I recently received a package in the mail from artist Jaime Rugh, and it contained one of these lovely, tiny weavings that she does. (I will show photos of this special gift another time.) She uses a similar device to what we used at Lena's when we wove potholders. All of this is leaving me pretty inspired to start some more small weaving projects for fun. I found some mini looms here, but it would be easy enough to make your own or buy a vintage Weave-It or Weavette on eBay. What about weaving a rug?
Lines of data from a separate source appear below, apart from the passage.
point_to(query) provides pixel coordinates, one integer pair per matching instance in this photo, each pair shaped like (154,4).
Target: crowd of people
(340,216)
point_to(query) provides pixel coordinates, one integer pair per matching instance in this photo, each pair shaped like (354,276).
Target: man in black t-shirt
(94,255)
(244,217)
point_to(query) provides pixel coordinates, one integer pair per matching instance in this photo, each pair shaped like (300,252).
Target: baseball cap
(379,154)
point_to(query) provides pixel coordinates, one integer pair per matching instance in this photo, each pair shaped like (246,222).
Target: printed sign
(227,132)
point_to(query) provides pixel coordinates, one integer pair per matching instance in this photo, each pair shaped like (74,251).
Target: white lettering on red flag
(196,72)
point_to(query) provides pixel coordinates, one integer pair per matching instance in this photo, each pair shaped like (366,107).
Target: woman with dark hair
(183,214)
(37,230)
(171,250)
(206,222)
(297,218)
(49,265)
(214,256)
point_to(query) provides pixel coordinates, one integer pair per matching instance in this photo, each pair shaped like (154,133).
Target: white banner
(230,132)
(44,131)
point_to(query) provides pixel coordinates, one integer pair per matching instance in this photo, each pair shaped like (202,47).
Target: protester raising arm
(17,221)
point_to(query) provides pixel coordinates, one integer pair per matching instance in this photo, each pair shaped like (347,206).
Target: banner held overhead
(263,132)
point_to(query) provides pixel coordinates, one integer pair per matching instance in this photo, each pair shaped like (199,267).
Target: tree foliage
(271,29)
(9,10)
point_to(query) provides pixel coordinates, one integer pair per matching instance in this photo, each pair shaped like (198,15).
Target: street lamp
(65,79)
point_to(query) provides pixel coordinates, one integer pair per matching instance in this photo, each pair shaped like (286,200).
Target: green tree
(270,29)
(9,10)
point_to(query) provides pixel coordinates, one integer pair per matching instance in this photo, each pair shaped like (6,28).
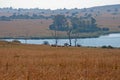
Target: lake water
(111,39)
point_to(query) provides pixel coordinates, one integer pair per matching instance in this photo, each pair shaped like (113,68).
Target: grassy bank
(39,62)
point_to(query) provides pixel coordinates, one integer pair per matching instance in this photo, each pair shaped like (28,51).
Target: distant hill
(35,22)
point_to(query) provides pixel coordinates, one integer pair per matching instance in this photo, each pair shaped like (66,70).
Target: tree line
(74,26)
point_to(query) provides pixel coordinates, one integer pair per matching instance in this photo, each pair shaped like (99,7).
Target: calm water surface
(111,39)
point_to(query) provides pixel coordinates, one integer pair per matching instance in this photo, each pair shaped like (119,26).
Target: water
(111,39)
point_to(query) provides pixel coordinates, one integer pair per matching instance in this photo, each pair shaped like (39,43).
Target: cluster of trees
(74,25)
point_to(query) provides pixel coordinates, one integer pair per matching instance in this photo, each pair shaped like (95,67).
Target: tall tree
(59,24)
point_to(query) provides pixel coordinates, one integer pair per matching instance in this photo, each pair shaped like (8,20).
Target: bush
(46,43)
(66,44)
(109,47)
(16,41)
(78,45)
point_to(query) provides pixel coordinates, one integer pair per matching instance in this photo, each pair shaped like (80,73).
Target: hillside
(37,22)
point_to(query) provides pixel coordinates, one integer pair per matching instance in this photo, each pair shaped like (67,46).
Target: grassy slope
(35,62)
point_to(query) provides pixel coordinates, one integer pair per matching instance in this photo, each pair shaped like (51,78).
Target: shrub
(46,43)
(16,41)
(66,44)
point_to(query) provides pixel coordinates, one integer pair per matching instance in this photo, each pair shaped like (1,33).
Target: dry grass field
(40,62)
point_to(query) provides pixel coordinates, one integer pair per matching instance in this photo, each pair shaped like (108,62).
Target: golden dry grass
(39,62)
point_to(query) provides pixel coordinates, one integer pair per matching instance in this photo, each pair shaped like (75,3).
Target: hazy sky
(54,4)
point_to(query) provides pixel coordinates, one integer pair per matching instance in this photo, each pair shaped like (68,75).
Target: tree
(59,24)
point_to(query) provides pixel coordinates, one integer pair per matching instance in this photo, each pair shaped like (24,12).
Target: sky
(56,4)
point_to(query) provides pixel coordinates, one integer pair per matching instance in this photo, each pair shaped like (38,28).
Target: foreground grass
(35,62)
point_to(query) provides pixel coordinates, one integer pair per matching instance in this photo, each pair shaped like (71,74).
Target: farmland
(106,17)
(40,62)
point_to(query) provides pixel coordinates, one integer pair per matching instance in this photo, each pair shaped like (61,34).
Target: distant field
(106,16)
(39,62)
(40,28)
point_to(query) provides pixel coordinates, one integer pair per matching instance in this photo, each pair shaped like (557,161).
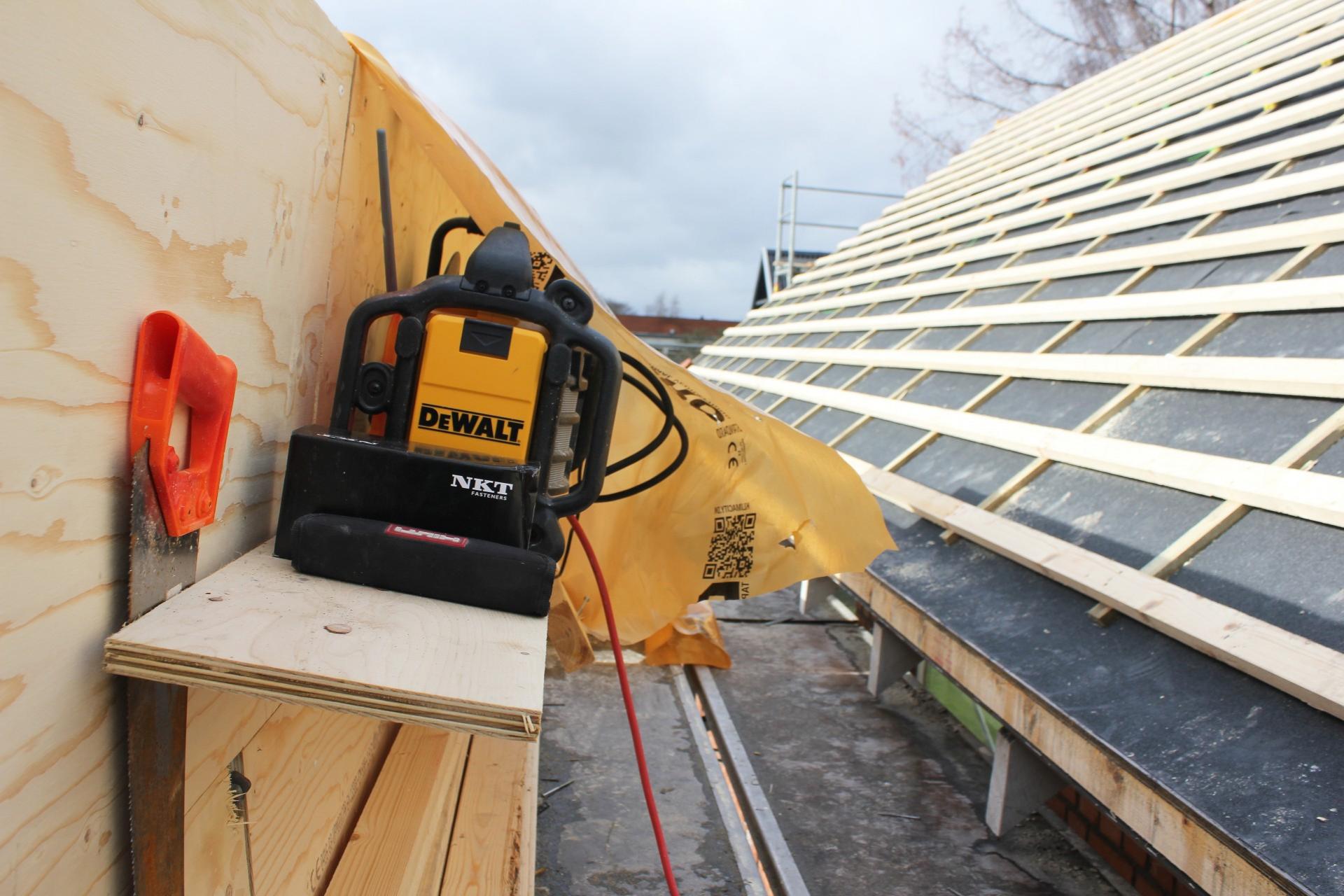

Kay Sekimachi's woven art totally inspires me as well. She redefines the meaning of weaving with her sculptural pieces and has recently started making jewelry out of things washed up on the beach. (Our husbands laughed at Sarkilahti and I for spending an hour at Shell Beach picking through the shells, but if only they knew what beautiful work could be created!) Sekimachi's unique perspective and eye for natural beauty allow her to construct completely fascinating objects. Wouldn't you die to see her home and studio in person? I love the way she artfully arranges ordinary items to stunning effect. I first learned about her work on Leslie Williamson's photography blog. You can read the Craft in America article on Sekimachi here.
Erin Considine is another artist that weaves beautiful pieces. Her work combines three of my favorite handcrafts: jewelry-making, hand-dyeing fiber, and weaving. So many processes go into each of the pieces that it makes them even more special than just any beautiful objects.